Il s’agit aussi d’une destruction complète des droits collectifs : plus de droit du travail applicable à tous les salariés de la même manière, mais dans la même entreprise des gens qui font le même boulot avec des statuts très différents.Plus de droits collectifs à l’indemnisation, mais des contrats individuels d’objectif contrôlés de manière de plus en plus précise qui conditionnent le versement d’une allocation.
Voilà ce qui cache derrière le discours de ceux qui prétendent accompagner les évolutions de l’emploi salarié en proposant des garanties attachées au salarié et non plus à l’emploi occupé, puisque les périodes de non-emploi sont de plus en plus fréquentes. Voilà comment de l’UMP au PS, on utilise nos revendications et nos analysessur l’évolution et la discontinuité de l’emploi en les vidant de leurs sens.En faits de nouveaux droits, il s’agit surtout de celui de devenir totalement flexible sous peine de perte totale du revenu de remplacement.
La première entreprise qui a choisi de jouer le jeu en prenant des salariés en CTP est une entreprise d’abattage de viande : son patron se félicite d’avoir ainsi la possibilité de toucher des personnes qui ne se seraient pas intéressées à ces métiers sans la CTP.. ;
Dans les deux Sèvres, à l’occasion d’un plan social dans l’entreprise heuliez, la CFDT saisit l’occasion pour demander , non pas l’annulation du plan social mais la mise en oeuvre d’un contrat de transition professionnelle : et c’est encore le syndicat le plus proche du MEDEF qui en parle le mieux : « nous proposons que les salariés soient provisoirement mis à disposition d’une sorte de banque aux emplois , afin de répondre aux demandes d’autres entreprises « .

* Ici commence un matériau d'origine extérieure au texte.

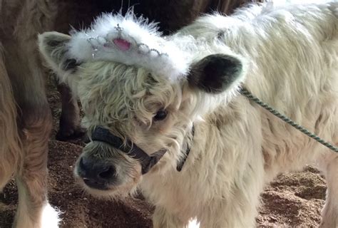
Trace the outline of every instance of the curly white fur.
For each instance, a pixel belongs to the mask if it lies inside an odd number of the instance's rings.
[[[202,16],[169,37],[188,53],[188,63],[215,53],[246,63],[232,88],[218,95],[192,88],[185,77],[173,81],[146,68],[81,64],[65,81],[78,92],[90,126],[105,125],[149,154],[168,150],[144,176],[136,161],[97,142],[82,156],[113,161],[120,183],[114,187],[125,191],[139,184],[156,206],[154,227],[175,228],[188,226],[191,218],[201,227],[254,227],[264,185],[281,172],[313,162],[328,182],[321,226],[337,227],[338,155],[235,92],[245,80],[254,94],[337,145],[337,1],[275,9],[252,5],[230,17]],[[48,38],[41,37],[40,48],[55,66],[58,60],[46,51]],[[153,121],[163,108],[167,118]],[[187,144],[191,151],[178,172]]]

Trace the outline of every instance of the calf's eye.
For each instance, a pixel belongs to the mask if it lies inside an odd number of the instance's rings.
[[[168,112],[164,109],[160,109],[154,116],[155,121],[163,120],[167,117]]]

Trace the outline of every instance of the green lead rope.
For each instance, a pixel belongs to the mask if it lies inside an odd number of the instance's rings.
[[[258,98],[253,95],[247,89],[245,89],[244,88],[242,88],[241,90],[240,90],[240,93],[242,95],[247,97],[247,98],[249,98],[250,100],[255,102],[255,103],[257,103],[257,104],[260,105],[260,106],[263,107],[264,108],[267,110],[269,112],[270,112],[271,113],[272,113],[273,115],[275,115],[277,118],[282,119],[282,120],[285,121],[286,123],[287,123],[288,124],[290,124],[290,125],[292,125],[295,128],[297,129],[298,130],[301,131],[304,134],[307,135],[309,138],[312,138],[314,140],[315,140],[316,141],[317,141],[318,142],[322,143],[322,145],[324,145],[327,147],[329,148],[330,150],[332,150],[333,151],[338,152],[338,147],[337,147],[334,146],[333,145],[323,140],[319,137],[318,137],[317,135],[309,132],[306,128],[302,127],[301,125],[299,125],[297,123],[292,121],[292,120],[290,120],[290,118],[289,118],[287,116],[284,115],[283,114],[280,113],[280,112],[278,112],[277,110],[276,110],[273,108],[270,107],[267,103],[265,103],[264,102],[260,100]]]

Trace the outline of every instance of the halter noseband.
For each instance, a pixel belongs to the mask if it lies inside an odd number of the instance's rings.
[[[193,136],[194,135],[194,128],[193,127]],[[167,152],[166,150],[160,150],[155,152],[153,155],[150,156],[141,148],[138,147],[130,141],[128,141],[126,144],[123,143],[123,140],[120,138],[113,135],[109,130],[103,128],[101,126],[96,127],[91,135],[93,141],[103,142],[110,145],[111,146],[120,150],[128,156],[139,160],[142,167],[142,174],[146,174],[156,163],[162,158]],[[131,145],[131,146],[130,146]],[[190,148],[188,147],[185,156],[180,161],[177,166],[177,170],[180,172],[189,155]]]

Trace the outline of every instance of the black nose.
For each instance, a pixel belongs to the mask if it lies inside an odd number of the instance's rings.
[[[88,186],[98,190],[108,190],[108,185],[116,179],[116,172],[114,166],[106,162],[81,157],[78,162],[78,173]]]

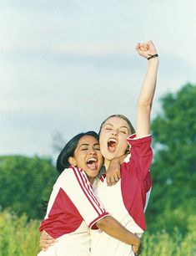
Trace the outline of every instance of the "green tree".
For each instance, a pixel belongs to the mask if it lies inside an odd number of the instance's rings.
[[[51,159],[23,156],[0,156],[0,206],[28,218],[43,216],[42,202],[48,200],[58,172]]]
[[[186,232],[196,206],[196,86],[188,84],[161,100],[152,123],[155,156],[148,227]]]

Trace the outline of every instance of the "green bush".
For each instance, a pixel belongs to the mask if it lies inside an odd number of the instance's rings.
[[[196,255],[196,216],[188,218],[189,231],[183,235],[178,228],[173,234],[163,231],[143,236],[142,256]],[[0,212],[0,256],[36,256],[39,251],[39,221],[28,222],[23,214],[17,217]]]
[[[28,222],[27,215],[17,217],[0,212],[0,256],[35,256],[39,240],[39,221]]]

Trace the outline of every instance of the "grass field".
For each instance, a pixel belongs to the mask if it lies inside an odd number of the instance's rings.
[[[28,222],[25,215],[18,218],[8,211],[0,212],[0,256],[37,255],[38,226],[39,221]],[[183,237],[177,228],[173,235],[166,232],[154,234],[147,232],[143,244],[142,256],[195,256],[196,232],[193,230]]]

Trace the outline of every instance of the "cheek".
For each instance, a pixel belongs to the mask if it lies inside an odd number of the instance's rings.
[[[103,132],[101,132],[99,136],[99,145],[101,148],[107,145],[107,138]]]

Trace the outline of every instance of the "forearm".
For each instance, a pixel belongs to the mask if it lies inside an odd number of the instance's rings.
[[[138,104],[140,106],[151,106],[157,82],[158,58],[148,60],[146,76],[140,91]]]
[[[121,225],[115,218],[107,216],[97,223],[97,226],[107,234],[129,245],[138,246],[140,239]]]

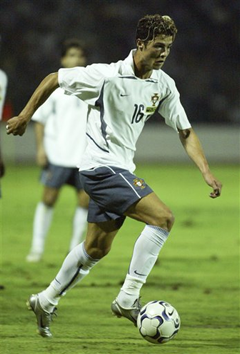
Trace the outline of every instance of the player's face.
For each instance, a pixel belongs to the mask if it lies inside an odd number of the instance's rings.
[[[164,64],[172,44],[172,36],[160,34],[147,42],[142,50],[141,62],[147,70],[158,70]]]
[[[84,67],[86,65],[86,57],[81,49],[72,47],[62,58],[61,63],[64,68]]]

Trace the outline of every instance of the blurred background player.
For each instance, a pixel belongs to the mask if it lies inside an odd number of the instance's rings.
[[[80,42],[74,39],[64,42],[61,66],[68,68],[85,64],[86,56]],[[85,147],[87,110],[84,102],[64,94],[64,91],[59,88],[32,117],[35,122],[37,162],[43,168],[41,180],[44,189],[42,199],[35,211],[32,244],[27,261],[38,262],[42,258],[53,208],[60,190],[65,184],[75,189],[77,200],[69,250],[82,238],[89,197],[82,188],[76,166]]]
[[[0,69],[0,120],[1,120],[2,111],[7,91],[7,77],[4,71]],[[4,165],[2,159],[1,145],[0,144],[0,177],[2,177],[5,171]],[[0,197],[1,190],[0,189]]]

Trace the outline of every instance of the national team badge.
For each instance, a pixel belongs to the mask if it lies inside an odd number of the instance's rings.
[[[154,94],[152,96],[152,98],[151,98],[151,101],[152,102],[152,105],[155,107],[156,106],[156,103],[159,100],[159,95],[158,94]]]
[[[160,96],[158,94],[154,94],[152,95],[151,97],[151,101],[152,103],[152,106],[151,107],[147,107],[146,109],[146,113],[154,113],[158,107],[158,105],[159,101]]]
[[[145,188],[145,186],[144,186],[144,181],[141,180],[140,178],[134,178],[133,180],[133,184],[135,187],[140,187],[141,189],[143,189]]]

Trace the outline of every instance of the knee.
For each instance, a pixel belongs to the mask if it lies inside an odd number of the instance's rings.
[[[164,212],[161,212],[157,215],[153,221],[153,225],[170,231],[173,226],[174,220],[174,216],[171,211],[167,210],[164,211]]]
[[[51,208],[54,206],[55,204],[55,200],[53,200],[52,199],[51,199],[50,198],[45,198],[43,200],[43,202],[44,203],[44,205],[46,205],[46,207],[48,207],[48,208]]]
[[[85,249],[87,253],[92,258],[97,260],[100,260],[106,256],[111,250],[111,247],[106,248],[100,248],[97,247],[88,245],[85,242]]]

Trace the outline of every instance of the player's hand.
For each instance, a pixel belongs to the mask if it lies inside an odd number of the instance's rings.
[[[48,163],[48,157],[43,147],[38,149],[37,152],[37,164],[43,168],[46,167]]]
[[[7,134],[23,135],[25,132],[27,121],[21,116],[14,117],[7,121],[6,129]]]
[[[222,184],[209,171],[203,173],[203,178],[206,183],[213,188],[213,191],[210,193],[209,196],[211,198],[217,198],[221,195]]]

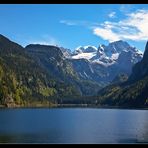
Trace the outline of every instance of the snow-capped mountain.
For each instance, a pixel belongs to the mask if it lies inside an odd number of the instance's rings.
[[[67,58],[82,79],[110,82],[118,74],[130,75],[133,65],[142,57],[140,50],[120,40],[98,48],[79,46]]]
[[[143,53],[130,46],[122,40],[112,42],[108,46],[99,45],[98,49],[94,46],[80,46],[74,51],[72,59],[87,59],[90,62],[96,62],[104,66],[110,66],[118,62],[118,58],[125,53],[131,55],[131,63],[137,63],[143,56]],[[123,59],[124,61],[125,59]]]

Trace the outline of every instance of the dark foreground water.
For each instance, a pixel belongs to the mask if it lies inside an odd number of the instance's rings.
[[[0,143],[148,142],[148,110],[0,109]]]

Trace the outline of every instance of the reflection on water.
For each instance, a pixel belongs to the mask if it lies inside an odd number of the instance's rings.
[[[148,111],[0,109],[0,143],[144,143]]]

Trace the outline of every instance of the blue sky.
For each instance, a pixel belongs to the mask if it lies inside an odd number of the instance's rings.
[[[71,50],[125,40],[142,51],[148,40],[148,4],[0,4],[0,34],[26,46]]]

Dernier détail : au moment ou l’on, se félicite la baisse des licenciements économiques, il n’est peut-être pas inutile de rappeler qu’un slarié en CTP , comme c’est le cas d’ailleurs en convention de reclassement personnalisé n’est pas comptabilisé dans les chiffres des licenciés économiques , ni dans ceux du chômage, puisqu’il est stagiaire de la formation professionnelle.